Com um largo sorriso estampado no rosto, eu vejo de camarote agora em Porto Velho e em todo o Estado de Roraima algumas pessoas reclamarem do preço mensal em suas contas de luz. De um modo geral, os rondonienses merecem mais este castigo em suas vidas. Acomodados e entreguistas, a maioria dos cidadãos deste Estado pedia todos os dias a privatização da antiga Ceron. Por burrice, maldade ou estupidez mesmo não ouviam os clamores dos coitados dos sindicalistas e dos funcionários de que esta privatização absurda elevaria sobremaneira os preços das tarifas.

Não deu outra: apesar de termos várias hidrelétricas por aqui, pagamos uma das mais altas tarifas de energia elétrica do Brasil. Capitalistas e “bolsomínions” de carteirinha, muitos imbecis e idiotas imploravam não só pela privatização, mas também pela venda total daquela empresa. 

A Energisa nada mais é do que uma singela amostra do Capitalismo em terras karipunas. Para ela, lucros e privilégios. Para os otários dos consumidores “pau no lombo” e tarifas exorbitantes. Além de possuir muitas hidrelétricas, Rondônia é o Estado campeão brasileiro de queimadas. Ninguém no país incendeia mais a Amazônia do que os rondonienses. Não só tocam fogo na mata, como parece que têm uma vocação nata para destruir o meio ambiente.

O Estado foi “colonizado” por sulistas e por isso o “fogo” sempre foi um dado cultural por aqui, “cultural e até econômico”, como confirmou recentemente um político. Rondônia é filha direta das queimadas e da devastação, por isso conviver com a fumaça é algo normal. Construir hidrelétricas para beneficiar forâneos é outra coisa corriqueira. Índios querendo energia elétrica é surreal.

Arroche mais, Energisa! Não tenha piedade de nenhum consumidor. Faça com que todos entendam que Rondônia sempre foi a “latrina do Brasil”, uma “terra de ninguém”. Não ligue para os políticos. “Cão que muito ladra não morde”. Muitos deles são aproveitadores que só querem aparecer agora, já que estamos próximos de eleições. Por que eles não se manifestaram na época da privatização? Por que não impediram a “doação” da concessionária? Onde eles estavam? E por que só agora se dizem “indignados”? Isso lembra o falido Beron e a sua triste sina. Se a ligação for clandestina, corte! Atrasou? SPC nele! Não tem contador na residência? Coloque imediatamente um! Tem “gato” no medidor? Chame a polícia e mande prender o ladrão. Só tem energia elétrica em casa quem pode. Não pode pagar? Que use velas e porongas!

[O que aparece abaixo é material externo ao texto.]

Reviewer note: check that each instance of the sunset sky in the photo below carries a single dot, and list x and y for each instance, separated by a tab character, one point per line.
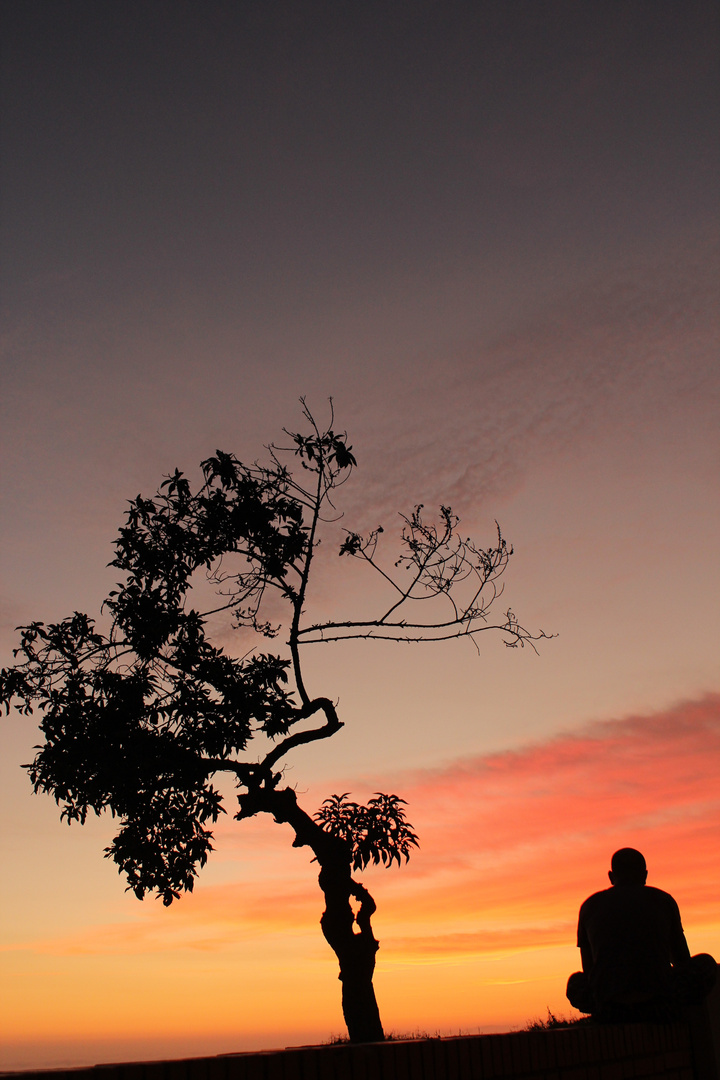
489	230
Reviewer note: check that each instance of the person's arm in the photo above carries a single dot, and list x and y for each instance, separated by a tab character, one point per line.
679	949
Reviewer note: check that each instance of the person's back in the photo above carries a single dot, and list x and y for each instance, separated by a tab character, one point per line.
636	961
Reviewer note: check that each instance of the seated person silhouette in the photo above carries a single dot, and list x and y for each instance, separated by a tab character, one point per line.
636	961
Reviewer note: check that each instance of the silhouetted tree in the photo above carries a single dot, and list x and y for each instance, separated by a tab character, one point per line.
138	720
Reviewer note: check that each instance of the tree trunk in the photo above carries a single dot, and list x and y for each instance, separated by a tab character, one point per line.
350	936
355	949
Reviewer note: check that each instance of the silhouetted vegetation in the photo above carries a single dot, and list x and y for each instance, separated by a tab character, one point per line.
139	719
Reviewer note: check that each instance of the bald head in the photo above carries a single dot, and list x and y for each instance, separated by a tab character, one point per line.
628	867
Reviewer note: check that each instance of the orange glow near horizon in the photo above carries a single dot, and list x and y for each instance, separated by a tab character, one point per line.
476	932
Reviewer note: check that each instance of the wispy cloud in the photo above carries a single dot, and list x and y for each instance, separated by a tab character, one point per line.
512	842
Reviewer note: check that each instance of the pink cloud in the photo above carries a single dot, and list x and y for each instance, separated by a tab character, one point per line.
511	845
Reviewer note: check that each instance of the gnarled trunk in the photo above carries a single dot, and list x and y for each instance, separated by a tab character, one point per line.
349	935
355	949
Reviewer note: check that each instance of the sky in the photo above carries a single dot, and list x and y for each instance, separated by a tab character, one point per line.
489	231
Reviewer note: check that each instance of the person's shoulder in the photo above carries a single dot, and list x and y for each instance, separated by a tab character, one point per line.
594	901
660	896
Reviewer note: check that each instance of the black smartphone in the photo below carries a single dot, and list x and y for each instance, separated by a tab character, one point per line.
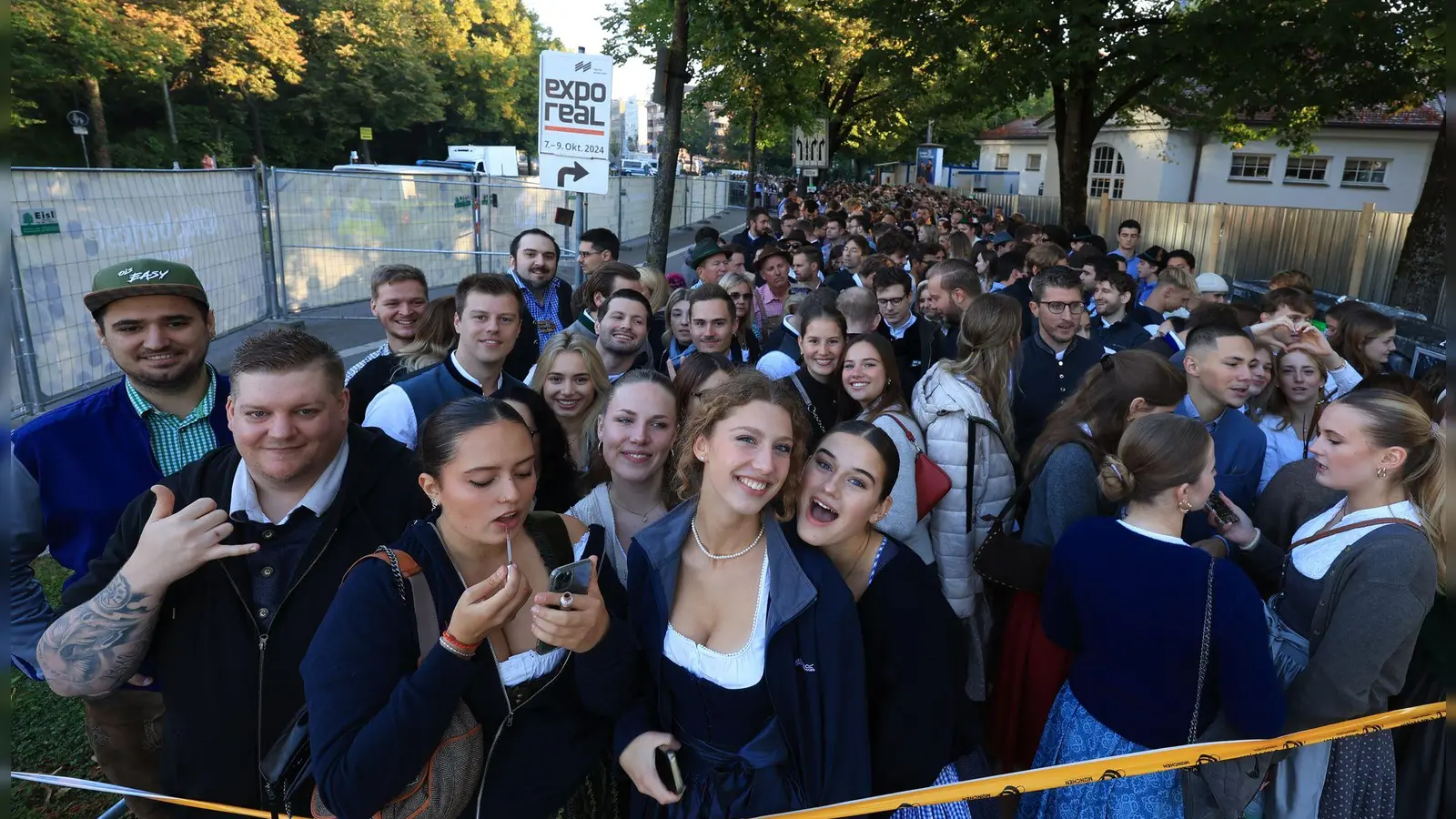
1220	511
574	577
669	771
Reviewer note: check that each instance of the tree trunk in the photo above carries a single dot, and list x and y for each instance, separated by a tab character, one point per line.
1075	135
753	157
666	179
258	127
101	146
1420	274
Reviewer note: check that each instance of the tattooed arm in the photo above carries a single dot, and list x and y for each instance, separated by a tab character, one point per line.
101	643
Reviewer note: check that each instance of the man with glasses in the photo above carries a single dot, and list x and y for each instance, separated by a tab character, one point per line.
895	293
1053	359
774	268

Uma pena que só privatizaram até agora a Ceron. Deviam ter feito isso com tudo o que existe por aqui. Privatizem a ponte escura, o espaço alternativo, os viadutos sem serventia, as ruas esburacadas, os hospitais públicos (o “açougue” e o HB), todas as escolas, o aeroporto, o porto, a UNIR, a cidade e o Estado. Privatizem o rio Madeira e o pouco que ainda resta da floresta amazônica.

Para andar pelas ruas de Porto Velho, cada cidadão deveria pagar uma quantia a alguém. Nada de escola gratuita ou hospital que atende sem cobrar. O atual deputado federal e ex-prefeito de Porto Velho, Dr. Mauro Nazif, disse recentemente: “Vá embora de Rondônia, Energisa!”. Concordo com ele. Vá embora, mas, por favor, mande outra concessionária de energia mais radical ainda para ver se esses rondonienses folgados aprendem a valorizar o que é seu. “Quando tudo for privado, seremos privados de tudo”. Quanto será que vale um Estado como Rondônia?

*É Professor em Porto Velho.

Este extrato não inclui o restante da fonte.